One of the closest tallies revolved around schools from the five non-BCS conferences getting greater access to the four rich BCS bowls. Currently, a non-BCS school can qualify only if it finishes in the top 12 of the final rankings or ahead of a BCS conference champion.

Twenty-four coaches who responded said non-BCS conferences should have greater access, and 14 said no.
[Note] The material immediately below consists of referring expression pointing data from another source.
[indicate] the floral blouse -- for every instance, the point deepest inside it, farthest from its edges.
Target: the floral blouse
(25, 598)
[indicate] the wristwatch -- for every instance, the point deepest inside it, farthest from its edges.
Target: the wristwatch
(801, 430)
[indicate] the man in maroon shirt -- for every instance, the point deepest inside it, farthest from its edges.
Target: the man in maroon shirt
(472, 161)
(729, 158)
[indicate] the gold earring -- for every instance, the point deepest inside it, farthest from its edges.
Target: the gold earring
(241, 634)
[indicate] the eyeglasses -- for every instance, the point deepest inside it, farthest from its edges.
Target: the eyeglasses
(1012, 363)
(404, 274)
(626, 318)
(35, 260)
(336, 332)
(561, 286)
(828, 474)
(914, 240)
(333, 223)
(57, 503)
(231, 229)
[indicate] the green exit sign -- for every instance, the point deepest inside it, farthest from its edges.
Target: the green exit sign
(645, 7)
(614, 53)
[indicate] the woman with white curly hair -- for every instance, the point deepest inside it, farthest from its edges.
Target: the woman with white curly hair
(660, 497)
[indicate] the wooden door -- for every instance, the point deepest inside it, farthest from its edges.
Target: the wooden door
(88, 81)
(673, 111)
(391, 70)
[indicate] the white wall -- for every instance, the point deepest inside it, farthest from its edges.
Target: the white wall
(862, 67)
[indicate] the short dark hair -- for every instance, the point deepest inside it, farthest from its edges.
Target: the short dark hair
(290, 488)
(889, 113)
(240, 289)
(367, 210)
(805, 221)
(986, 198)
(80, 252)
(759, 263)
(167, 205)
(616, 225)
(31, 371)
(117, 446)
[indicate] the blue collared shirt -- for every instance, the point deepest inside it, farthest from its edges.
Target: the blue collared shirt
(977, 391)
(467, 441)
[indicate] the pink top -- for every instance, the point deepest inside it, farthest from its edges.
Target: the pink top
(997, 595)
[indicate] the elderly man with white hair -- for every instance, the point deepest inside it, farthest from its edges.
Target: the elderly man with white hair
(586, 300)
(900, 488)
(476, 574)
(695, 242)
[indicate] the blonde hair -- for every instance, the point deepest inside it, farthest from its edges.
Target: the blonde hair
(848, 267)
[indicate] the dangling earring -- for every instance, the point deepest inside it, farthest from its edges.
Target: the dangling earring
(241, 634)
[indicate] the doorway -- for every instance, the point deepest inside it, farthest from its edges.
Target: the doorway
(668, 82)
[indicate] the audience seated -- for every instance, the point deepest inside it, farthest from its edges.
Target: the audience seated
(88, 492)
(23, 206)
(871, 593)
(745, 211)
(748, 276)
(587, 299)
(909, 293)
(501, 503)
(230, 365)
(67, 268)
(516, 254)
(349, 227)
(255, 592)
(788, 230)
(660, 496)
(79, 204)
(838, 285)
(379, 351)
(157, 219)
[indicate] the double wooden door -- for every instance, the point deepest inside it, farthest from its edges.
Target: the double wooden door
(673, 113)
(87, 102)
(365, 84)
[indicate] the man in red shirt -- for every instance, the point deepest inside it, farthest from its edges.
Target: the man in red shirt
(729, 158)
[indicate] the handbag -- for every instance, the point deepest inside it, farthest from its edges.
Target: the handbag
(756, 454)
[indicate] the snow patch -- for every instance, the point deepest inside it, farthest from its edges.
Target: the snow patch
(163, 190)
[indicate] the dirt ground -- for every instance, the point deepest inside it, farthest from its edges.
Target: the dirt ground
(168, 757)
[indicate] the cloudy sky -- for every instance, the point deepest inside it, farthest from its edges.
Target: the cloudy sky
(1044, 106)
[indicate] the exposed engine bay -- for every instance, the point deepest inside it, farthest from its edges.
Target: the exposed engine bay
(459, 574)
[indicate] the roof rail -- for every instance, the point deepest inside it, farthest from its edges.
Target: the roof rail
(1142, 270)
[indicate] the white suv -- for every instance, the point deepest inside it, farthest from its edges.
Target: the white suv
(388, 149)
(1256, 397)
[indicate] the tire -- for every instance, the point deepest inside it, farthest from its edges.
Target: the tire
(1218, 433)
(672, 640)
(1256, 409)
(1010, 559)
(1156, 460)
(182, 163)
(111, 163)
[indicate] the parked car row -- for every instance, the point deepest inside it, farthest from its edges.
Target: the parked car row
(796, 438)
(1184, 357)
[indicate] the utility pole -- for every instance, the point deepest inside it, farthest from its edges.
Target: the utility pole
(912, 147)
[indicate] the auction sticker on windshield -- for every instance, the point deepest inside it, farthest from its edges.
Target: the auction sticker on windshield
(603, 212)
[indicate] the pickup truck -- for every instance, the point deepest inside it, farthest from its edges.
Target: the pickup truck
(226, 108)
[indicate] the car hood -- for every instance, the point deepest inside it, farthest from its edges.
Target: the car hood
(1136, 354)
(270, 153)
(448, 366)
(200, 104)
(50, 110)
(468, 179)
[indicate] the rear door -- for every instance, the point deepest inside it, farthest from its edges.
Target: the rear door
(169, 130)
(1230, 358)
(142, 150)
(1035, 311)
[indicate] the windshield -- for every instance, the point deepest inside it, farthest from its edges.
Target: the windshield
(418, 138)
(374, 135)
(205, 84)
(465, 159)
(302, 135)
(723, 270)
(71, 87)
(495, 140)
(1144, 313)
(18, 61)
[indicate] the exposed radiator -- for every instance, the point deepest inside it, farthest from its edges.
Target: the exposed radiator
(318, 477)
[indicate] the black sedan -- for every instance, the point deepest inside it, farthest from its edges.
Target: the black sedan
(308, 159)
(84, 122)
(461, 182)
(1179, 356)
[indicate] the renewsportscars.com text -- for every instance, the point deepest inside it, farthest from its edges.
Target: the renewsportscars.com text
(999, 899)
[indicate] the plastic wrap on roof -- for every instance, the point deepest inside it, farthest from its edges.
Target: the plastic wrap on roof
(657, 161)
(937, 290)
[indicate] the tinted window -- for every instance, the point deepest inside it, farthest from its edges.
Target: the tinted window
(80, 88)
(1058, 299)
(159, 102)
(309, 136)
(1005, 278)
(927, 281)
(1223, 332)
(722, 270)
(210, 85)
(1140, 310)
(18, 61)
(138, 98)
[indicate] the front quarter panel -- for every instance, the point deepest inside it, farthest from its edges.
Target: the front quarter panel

Not surprisingly, non-BCS coaches voted 15-3 for greater access and BCS coaches voted 11-9 against it.

“I coached in the MAC for seven years,” Missouri coach Gary Pinkel said. “Anybody outside the BCS to play week in week out the schedule we do within the BCS and our leagues, that’s something that has to be entertained.”

http://www.denverpost.com/colleges/ci_13265995

Nick Saban for a Plus-One

Tuesday, September 1st, 2009

“If there is anything that I dislike about the whole system now, and I have always been a bowl guy. I’ve always been a guy that lots of positive reinforcement for a lot of players who get the opportunity to play in a bowl game for their efforts. If there is anything that has created a negative situation in college football, to me, it’s the fact that there is only one thing that matters and that’s who wins the national championship. I don’t think that’s fair to all the other good teams in college football, or all the other players who play in college football.

“It’s a pretty significant accomplishment to win the SEC. It’s a pretty significant accomplishment to win the ACC. So, if there is a down side to our system right now, that’s why I’ve always been kind of for the plus-one thing, where there are at least four teams involved in this. Maybe it wouldn’t be so much that way. Because if you had four teams, there would be one and two losses, would not knock you out of it and a lot more people would be interested and there would be a lot more teams in the end. So now we’re talking about the first game of the season, you’re out of it. It’s horrible. It’s a horrible thought for any team to be out of anything for one game.”